Question: re: article on the great recession. How did the money supply affect the credit crunch and recession?

Firstly, we can look at the statistics for the money supply growth rate in the UK.


Source: Bank of England

This shows strong growth in the broad money supply in the years leading up to the credit crunch. – An annual growth rate of 10%. By 2010, broad money supply growth had become negative. This is a result of the fall in bank lending we saw in the recession, and the corresponding effect on broad money supply growth.

Did money supply growth play a role in the credit boom? The main issue was the rise in bank lending, and the type of unsustainable bank lending. The growth of the broad money supply didn’t give a clear sign of an underlying boom. If you look at the money supply from a historical perspective, it has always been difficult to see an easy link between the money supply and the rest of the economy.

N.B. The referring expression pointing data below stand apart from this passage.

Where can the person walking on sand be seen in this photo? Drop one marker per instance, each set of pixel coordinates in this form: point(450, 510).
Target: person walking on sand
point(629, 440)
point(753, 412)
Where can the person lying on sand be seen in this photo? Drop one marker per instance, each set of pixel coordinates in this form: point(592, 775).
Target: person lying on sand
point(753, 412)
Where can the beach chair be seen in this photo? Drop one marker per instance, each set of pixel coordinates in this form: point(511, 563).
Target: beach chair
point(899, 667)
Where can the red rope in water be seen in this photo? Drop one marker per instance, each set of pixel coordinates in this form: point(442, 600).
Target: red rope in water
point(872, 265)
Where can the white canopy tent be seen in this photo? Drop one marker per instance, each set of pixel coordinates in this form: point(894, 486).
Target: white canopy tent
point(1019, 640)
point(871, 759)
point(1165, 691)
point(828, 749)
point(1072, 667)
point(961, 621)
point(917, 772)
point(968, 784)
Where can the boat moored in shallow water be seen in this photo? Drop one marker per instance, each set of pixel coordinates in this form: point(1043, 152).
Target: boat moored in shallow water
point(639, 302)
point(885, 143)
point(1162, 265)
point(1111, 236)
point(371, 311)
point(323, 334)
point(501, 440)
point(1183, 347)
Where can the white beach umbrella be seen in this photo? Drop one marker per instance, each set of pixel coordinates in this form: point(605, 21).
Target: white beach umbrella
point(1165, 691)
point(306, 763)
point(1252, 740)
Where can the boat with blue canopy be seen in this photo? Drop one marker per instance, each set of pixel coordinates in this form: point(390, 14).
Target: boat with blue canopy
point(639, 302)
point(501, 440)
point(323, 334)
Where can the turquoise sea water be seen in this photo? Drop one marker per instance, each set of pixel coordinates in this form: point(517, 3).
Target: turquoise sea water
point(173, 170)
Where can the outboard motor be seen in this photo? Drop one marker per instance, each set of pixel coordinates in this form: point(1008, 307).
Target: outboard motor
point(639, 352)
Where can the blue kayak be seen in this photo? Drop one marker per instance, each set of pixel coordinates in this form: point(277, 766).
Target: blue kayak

Broad money supply over past 100 years.

UK broad money supply

source: Bank of England

Money Supply in the credit crunch

This first graph suggests that at the heigh of the credit crunch 2008 to May 2009, the money supply was rising at a fast rate, which you wouldn’t expect. This is true, but it only tells half of the story.

Money supply and velocity of circulation

The money supply is the stock of money in the economy. However, it is also very important to know the velocity of circulation of money. The velocity refers to the amount of times this money changes hands in a year. The velocity of circulation has been in long-run decline because of various changes to financial sector. But, in the credit crunch, the velocity fell sharply.

Velocity of Circulation = GDP at current prices / average value of the money stock

In 2009, we see an increase in the money supply because of quantitative easing (Central Bank creating money and purchasing bonds from  banks). This increased the money supply, but during this period the velocity of circulation fell. Banks weren’t lending the extra money. In a recession, people spend less so money changes hands more infrequently.

Therefore, money supply growth of 15% was misleading to economic activity.

velocity of circulation

source: B of E quarterly bulletin 2011

Money stock and Velocity of circulation

2008 Q3-7.66
2008 Q4-12.27
2009 Q1-17.82
2009 Q2-17.34
2009 Q3-13.45
2009 Q4 


ONS – sadly discontinued series

M4 excluding OFC

Another issue is which measure of money supply to use. The Bank of England are pushing M4 – excluding intermediate OFC’s (shadow banking)

Other graphs of interest

M0 Notes and Coins


The narrow definition of money supply is notes and coins in circulation.